Sport : Das Ende der Idylle

Stefan Hermanns

über das Scheitern des Systems Finke in Freiburg Es gibt sie also doch noch, die kleinen Biotope, in denen der SC Freiburg erfolgreich sein Image vom etwas anderen Verein pflegt. Auf dessen Homepage tobt im Fanforum der herrschaftsfreie Diskurs wie im Allgemeinen Studierendenausschuss der Uni Freiburg. Jeder darf seine Meinung äußern, und der Eingriff des Vereins beschränkt sich auf den Hinweis, dass der Verein keine Verantwortung für die Inhalte trägt.
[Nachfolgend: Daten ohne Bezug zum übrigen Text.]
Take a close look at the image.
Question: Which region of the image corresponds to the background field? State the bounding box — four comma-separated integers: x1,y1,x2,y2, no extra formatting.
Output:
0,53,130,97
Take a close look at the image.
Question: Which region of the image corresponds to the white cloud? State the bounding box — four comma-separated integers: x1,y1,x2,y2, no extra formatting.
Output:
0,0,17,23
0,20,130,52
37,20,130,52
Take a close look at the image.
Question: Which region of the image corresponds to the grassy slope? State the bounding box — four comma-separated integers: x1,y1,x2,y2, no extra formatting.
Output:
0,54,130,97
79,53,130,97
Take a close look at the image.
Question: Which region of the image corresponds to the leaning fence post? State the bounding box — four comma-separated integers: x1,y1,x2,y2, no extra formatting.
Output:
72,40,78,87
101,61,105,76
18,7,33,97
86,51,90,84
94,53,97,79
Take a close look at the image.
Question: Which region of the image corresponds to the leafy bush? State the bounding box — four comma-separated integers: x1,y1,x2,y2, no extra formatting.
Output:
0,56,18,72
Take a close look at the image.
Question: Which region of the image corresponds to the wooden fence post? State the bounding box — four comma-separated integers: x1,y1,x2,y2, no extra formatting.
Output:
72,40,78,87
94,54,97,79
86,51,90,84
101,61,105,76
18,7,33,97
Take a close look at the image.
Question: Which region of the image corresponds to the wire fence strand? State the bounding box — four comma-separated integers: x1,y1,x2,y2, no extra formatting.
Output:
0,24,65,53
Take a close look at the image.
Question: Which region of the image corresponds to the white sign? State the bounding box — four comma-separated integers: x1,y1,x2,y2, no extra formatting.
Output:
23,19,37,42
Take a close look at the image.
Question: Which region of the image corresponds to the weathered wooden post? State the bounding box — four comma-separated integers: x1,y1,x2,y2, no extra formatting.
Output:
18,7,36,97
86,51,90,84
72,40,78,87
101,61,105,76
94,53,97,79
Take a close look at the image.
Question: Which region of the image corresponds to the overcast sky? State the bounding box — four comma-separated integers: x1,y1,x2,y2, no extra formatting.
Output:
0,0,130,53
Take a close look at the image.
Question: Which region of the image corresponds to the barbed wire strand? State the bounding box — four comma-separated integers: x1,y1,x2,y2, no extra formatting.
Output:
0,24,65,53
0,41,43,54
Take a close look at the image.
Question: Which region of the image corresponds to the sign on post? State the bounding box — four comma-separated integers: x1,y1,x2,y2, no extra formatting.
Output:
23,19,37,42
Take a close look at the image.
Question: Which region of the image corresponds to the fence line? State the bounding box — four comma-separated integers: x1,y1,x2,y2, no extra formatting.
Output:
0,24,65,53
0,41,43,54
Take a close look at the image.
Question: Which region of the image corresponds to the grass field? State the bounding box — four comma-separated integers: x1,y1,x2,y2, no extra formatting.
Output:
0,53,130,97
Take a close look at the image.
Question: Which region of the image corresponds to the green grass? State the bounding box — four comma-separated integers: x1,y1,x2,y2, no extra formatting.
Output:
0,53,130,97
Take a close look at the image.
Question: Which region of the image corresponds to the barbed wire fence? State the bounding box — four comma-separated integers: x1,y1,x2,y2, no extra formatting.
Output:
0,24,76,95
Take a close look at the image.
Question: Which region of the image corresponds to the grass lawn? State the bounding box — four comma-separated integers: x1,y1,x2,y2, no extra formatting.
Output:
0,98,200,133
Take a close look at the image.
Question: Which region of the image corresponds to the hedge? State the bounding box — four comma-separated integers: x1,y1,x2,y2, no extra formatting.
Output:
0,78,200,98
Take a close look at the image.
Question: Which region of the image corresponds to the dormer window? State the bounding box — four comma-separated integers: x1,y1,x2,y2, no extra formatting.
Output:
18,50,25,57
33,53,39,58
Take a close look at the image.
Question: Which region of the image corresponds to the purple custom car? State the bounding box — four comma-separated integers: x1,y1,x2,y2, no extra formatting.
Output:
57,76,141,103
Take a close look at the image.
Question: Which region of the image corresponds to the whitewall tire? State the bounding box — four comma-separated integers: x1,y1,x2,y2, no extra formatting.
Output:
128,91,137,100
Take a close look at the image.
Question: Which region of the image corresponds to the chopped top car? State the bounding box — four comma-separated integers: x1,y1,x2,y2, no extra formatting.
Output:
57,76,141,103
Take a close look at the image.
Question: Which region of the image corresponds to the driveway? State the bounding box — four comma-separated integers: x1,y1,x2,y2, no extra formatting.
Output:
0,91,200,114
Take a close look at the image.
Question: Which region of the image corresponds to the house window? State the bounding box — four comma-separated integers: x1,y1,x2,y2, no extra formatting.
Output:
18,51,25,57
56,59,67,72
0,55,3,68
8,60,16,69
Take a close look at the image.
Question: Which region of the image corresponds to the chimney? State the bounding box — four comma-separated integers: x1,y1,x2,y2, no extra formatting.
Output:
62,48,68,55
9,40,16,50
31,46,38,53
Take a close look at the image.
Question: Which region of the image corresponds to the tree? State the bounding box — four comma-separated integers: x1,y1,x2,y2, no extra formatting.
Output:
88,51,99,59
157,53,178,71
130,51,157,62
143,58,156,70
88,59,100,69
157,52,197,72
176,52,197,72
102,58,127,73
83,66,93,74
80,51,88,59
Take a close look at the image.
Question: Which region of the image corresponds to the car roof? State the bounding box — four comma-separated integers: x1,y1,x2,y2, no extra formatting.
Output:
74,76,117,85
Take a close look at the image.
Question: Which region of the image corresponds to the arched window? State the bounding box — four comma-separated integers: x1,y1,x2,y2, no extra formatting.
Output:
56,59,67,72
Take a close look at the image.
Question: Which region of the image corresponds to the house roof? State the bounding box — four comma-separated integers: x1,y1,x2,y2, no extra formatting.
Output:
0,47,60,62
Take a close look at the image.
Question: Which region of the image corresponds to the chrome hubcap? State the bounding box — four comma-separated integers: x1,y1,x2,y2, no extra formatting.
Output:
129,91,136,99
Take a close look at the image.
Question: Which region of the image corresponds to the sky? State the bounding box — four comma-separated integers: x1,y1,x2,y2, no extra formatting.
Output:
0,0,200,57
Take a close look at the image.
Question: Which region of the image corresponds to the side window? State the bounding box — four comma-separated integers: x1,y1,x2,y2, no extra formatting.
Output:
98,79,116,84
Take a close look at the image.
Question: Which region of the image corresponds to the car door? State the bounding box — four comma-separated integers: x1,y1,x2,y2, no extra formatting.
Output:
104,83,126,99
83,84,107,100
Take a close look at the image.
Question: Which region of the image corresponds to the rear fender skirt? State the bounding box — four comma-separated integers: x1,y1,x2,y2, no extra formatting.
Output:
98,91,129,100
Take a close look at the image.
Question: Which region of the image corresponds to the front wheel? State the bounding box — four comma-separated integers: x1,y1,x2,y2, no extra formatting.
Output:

Notwendig ist dieser Hinweis nicht, weil niemand auf die Idee käme, dass die Beiträge der Vereinslinie entsprechen. Immer offener richtet sich die Stimmung gegen Trainer Volker Finke, und die Massivität der Bekundungen macht es schwierig, die Finke-Gegner wie gehabt als Verblendete zu diskreditieren. „Südbaden muss frei werden von Diktatur, Unterdrückung und Verleumdung“, fordert ein Fan und beschmiert damit die basisdemokratische Fassade des Sportclubs. Von der linksalternativen Idylle ist ohnehin wenig geblieben. Die von Finke verpflichteten Spieler aus Mali, Georgien, Burkina Faso und dem Libanon, die bisher als funktionierendes Eine-Welt-Modell galten, werden jetzt als „Söldnerpack“ beschimpft.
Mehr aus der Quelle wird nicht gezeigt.